Los comienzos con Tito Puente

“Yo empecé con el maestro en el año 1979 y estuve con él a su lado hasta el año en que falleció que fue el 2000.
Uno de los recuerdos más grandes y especiales que tengo fue cuando fuimos a bailar para el presidente, para Bush padre. Estaba Tito Puente, Celia Cruz, Arturo Sandoval, Vanessa Williams, Rita Moreno y muchos más; un festival que recaudaba fondos para estudiantes. A mí me invitaron a bailar con mi cuerpo de baile, lo transmitieron por televisión y fue una cosa muy linda. Recuerdo que cuando estábamos en línea para fotografiarnos, y se acerca Tito Puente al Presidente para darle la mano y le dice “Señor Presidente, mi nombre es Tito Puente y soy el embajador de la salsa por el mundo entero” “Señor Puente, no hace falta que se presente conmigo porque soy gran admirador de su música” “Ah sí? Entonces si se porta bien, al final del concierto le voy a dar una foto con mi autógrafo para que me recuerde”. El presidente se echó a reír al igual que todos los que estábamos presentes, solamente Tito Puente puede hacer una cosa así. Fue una cosa muy curiosa, cada vez que la cuento me da alegría. Tito era un hombre muy sencillo, incluso con toda la fama que tenía. Tito era admirable por su música y su arte, pero también porque era hombre de pueblo, humilde y nunca se olvidó de dónde y cómo se crió. Él decía lo que pensaba siempre”
“Y bueno, con eso te digo sólo una partecita de lo que fueron mis tiempos con él. He bailado en los lugares más prestigiosos de New York, el único sitio que no tuve la oportunidad de trabajar con él fue en el Radio City Music Hall; pero bailamos en todos los demás.

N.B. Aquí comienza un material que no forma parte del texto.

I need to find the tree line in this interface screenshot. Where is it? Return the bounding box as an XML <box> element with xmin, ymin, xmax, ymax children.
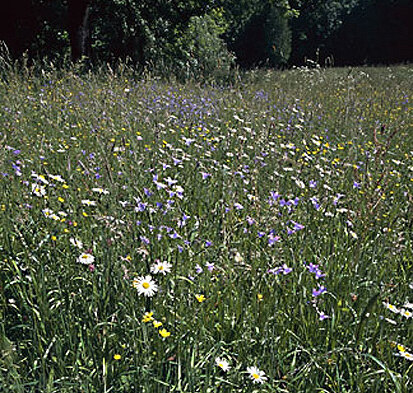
<box><xmin>0</xmin><ymin>0</ymin><xmax>413</xmax><ymax>74</ymax></box>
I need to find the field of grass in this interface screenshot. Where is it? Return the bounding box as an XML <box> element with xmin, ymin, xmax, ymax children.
<box><xmin>0</xmin><ymin>62</ymin><xmax>413</xmax><ymax>393</ymax></box>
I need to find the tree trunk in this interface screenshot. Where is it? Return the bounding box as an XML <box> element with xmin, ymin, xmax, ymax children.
<box><xmin>68</xmin><ymin>0</ymin><xmax>91</xmax><ymax>62</ymax></box>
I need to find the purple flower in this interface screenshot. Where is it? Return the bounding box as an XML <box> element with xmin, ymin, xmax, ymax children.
<box><xmin>319</xmin><ymin>311</ymin><xmax>330</xmax><ymax>321</ymax></box>
<box><xmin>268</xmin><ymin>233</ymin><xmax>281</xmax><ymax>246</ymax></box>
<box><xmin>313</xmin><ymin>285</ymin><xmax>327</xmax><ymax>297</ymax></box>
<box><xmin>205</xmin><ymin>262</ymin><xmax>215</xmax><ymax>272</ymax></box>
<box><xmin>139</xmin><ymin>236</ymin><xmax>150</xmax><ymax>244</ymax></box>
<box><xmin>282</xmin><ymin>263</ymin><xmax>293</xmax><ymax>274</ymax></box>
<box><xmin>291</xmin><ymin>220</ymin><xmax>305</xmax><ymax>231</ymax></box>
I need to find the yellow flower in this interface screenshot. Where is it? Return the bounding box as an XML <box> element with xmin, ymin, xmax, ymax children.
<box><xmin>195</xmin><ymin>295</ymin><xmax>205</xmax><ymax>303</ymax></box>
<box><xmin>159</xmin><ymin>328</ymin><xmax>171</xmax><ymax>338</ymax></box>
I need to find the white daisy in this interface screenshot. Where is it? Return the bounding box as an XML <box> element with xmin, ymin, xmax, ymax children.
<box><xmin>247</xmin><ymin>367</ymin><xmax>268</xmax><ymax>383</ymax></box>
<box><xmin>77</xmin><ymin>252</ymin><xmax>95</xmax><ymax>265</ymax></box>
<box><xmin>215</xmin><ymin>358</ymin><xmax>231</xmax><ymax>372</ymax></box>
<box><xmin>151</xmin><ymin>261</ymin><xmax>172</xmax><ymax>276</ymax></box>
<box><xmin>133</xmin><ymin>276</ymin><xmax>158</xmax><ymax>297</ymax></box>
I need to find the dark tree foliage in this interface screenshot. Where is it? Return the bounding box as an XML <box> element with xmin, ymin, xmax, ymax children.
<box><xmin>0</xmin><ymin>0</ymin><xmax>413</xmax><ymax>70</ymax></box>
<box><xmin>326</xmin><ymin>0</ymin><xmax>413</xmax><ymax>65</ymax></box>
<box><xmin>0</xmin><ymin>0</ymin><xmax>39</xmax><ymax>56</ymax></box>
<box><xmin>67</xmin><ymin>0</ymin><xmax>91</xmax><ymax>61</ymax></box>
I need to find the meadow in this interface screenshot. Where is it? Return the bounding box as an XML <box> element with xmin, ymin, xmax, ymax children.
<box><xmin>0</xmin><ymin>62</ymin><xmax>413</xmax><ymax>393</ymax></box>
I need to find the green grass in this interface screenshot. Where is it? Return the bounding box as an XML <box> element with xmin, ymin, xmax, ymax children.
<box><xmin>0</xmin><ymin>62</ymin><xmax>413</xmax><ymax>393</ymax></box>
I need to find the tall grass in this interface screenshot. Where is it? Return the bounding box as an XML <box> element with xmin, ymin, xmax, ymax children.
<box><xmin>0</xmin><ymin>62</ymin><xmax>413</xmax><ymax>393</ymax></box>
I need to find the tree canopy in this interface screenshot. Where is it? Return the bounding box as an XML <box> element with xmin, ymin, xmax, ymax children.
<box><xmin>0</xmin><ymin>0</ymin><xmax>413</xmax><ymax>73</ymax></box>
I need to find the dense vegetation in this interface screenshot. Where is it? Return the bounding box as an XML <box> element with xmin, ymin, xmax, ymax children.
<box><xmin>0</xmin><ymin>0</ymin><xmax>413</xmax><ymax>78</ymax></box>
<box><xmin>0</xmin><ymin>60</ymin><xmax>413</xmax><ymax>393</ymax></box>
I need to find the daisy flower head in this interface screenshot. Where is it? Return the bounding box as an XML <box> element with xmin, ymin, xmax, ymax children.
<box><xmin>151</xmin><ymin>261</ymin><xmax>172</xmax><ymax>276</ymax></box>
<box><xmin>247</xmin><ymin>367</ymin><xmax>268</xmax><ymax>383</ymax></box>
<box><xmin>133</xmin><ymin>276</ymin><xmax>158</xmax><ymax>297</ymax></box>
<box><xmin>77</xmin><ymin>252</ymin><xmax>95</xmax><ymax>265</ymax></box>
<box><xmin>215</xmin><ymin>358</ymin><xmax>231</xmax><ymax>372</ymax></box>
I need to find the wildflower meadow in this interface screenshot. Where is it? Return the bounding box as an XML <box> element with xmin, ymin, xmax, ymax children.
<box><xmin>0</xmin><ymin>66</ymin><xmax>413</xmax><ymax>393</ymax></box>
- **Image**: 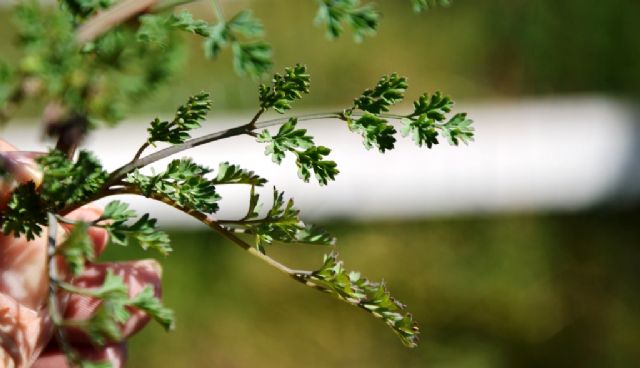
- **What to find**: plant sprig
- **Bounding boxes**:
[0,0,464,367]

Tuve la oportunidad de bailar con mi esposa, con María; y también con mi hija. Tito la adoraba a mi hija, ella ya con tres años bailaba y él decía “a mí me gusta porque la niña me baila en 2”. Hoy en día ya no baila salsa, pero era excelente”. 

(Fuente: espaciodanza.com.uy)

22 9 / 2011

¿Mambo o Salsa?

Diez años después de habernos conocido, de estar juntos, me dice “Eddie Torres, el encuentro de usted conmigo no fue coincidencia, esto pasó por algo. Nacimos en el mismo hospital, del mismo vecindario. Cuando empezamos a trabajar la gente vio la conexión como si fuera un matrimonio”. Él era muy buen bailador, pero su llamado era en la música. Me decía que somos los embajadores, viajamos por el mundo entero. Cuando el mambo decayó, Tito y yo nos dedicamos a levantarlo, a tratar de volverlo a lo que era. En los 90 cuando salieron películas como Dirty Dancing o The Mambo Kings, resurgió el mambo. Pero ya tenía otro nombre, allí se conocía como Salsa. A Tito y a mí no nos gustaba ese nombre, pero la gente ya asociaba el mambo con algo viejo, anticuado… La gente se acercaba a preguntarle: Pero Tito Puente, ¿cuál es la diferencia entre el mambo y la salsa? “Mira, eso es muy fácil: el mambo se baila, la salsa se come”. Siempre decía que no le parecía el nombre correcto para salvar al mambo, pero ya no se puede hacer nada. Al principio me llamaban a preguntarme “Maestro, usted da clases de salsa?” y yo les respondía “Mira, yo en realidad doy clases de mambo pero le echo mucha salsa encima!”.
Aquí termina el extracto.